Recently I’ve heard quite a few writers concerned with genre-hopping. Many agents and publishers discourage it; if you want to write different stories, you write under different pen names. It keeps your fans compartmentalized – for example, the romance fans don’t have to read sci-fi they may dislike – but it’s harder to build that elusive platform, as you’re essentially building two (or more, depending on how many pen names you go with).
So, can you be successful as a genre-hopper? My publisher, Evolved Publishing, has no problem with it (they’re leniently awesome about a lot of other stuff too).
And in the past few months, I’ve come across a really good example: the band Imagine Dragons.
At first, I wasn’t big on them. “It’s Time” is a blatent rip-off of Sigur Rós’s “Inní Mér Syngur Vitleysingur,” a song I happen to love but most people have probably never heard. “It’s Time” is fun, hopeful, light. It’s played on most Top 40 radio stations.
And then I heard “Radioactive,” which is not really fun or hopeful or light. And it’s played almost exclusively on rock stations.

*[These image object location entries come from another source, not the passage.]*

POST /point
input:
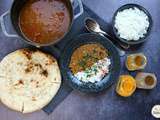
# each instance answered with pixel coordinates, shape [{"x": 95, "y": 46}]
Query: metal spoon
[{"x": 93, "y": 26}]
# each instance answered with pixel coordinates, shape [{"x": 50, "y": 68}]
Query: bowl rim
[
  {"x": 69, "y": 77},
  {"x": 132, "y": 42}
]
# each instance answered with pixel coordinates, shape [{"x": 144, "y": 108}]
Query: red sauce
[{"x": 44, "y": 21}]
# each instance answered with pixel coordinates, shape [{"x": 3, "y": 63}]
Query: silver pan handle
[
  {"x": 3, "y": 26},
  {"x": 78, "y": 3}
]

Intrigued, I got their album, Night Visions (and I highly recommend you do too). It’s a mix of light pop songs, dark rock songs, and some Caribbean steel drums that conjure up memories of the lobster from The Little Mermaid. And the mix is working, because their debut album has gone platinum in the US (1 million+ albums sold).
I think part of their success is their marketing approach: target pop people for the pop songs and rock people for the rock songs, each of whom will buy the whole album and probably enjoy it.
The lesson for writers, I guess, is that you need to cast a wide net. My novel, The Lone Wolf, is women’s fiction and I’ll market it towards women’s fiction writers, but chances are they’ll enjoy my other stories when they read them (or at least buy them). Readers who enjoy my darker short stories will buy the novel and appreciate some of the darker characters. I hope.
What’s your take on genre-hopping and marketing: good or bad? Why?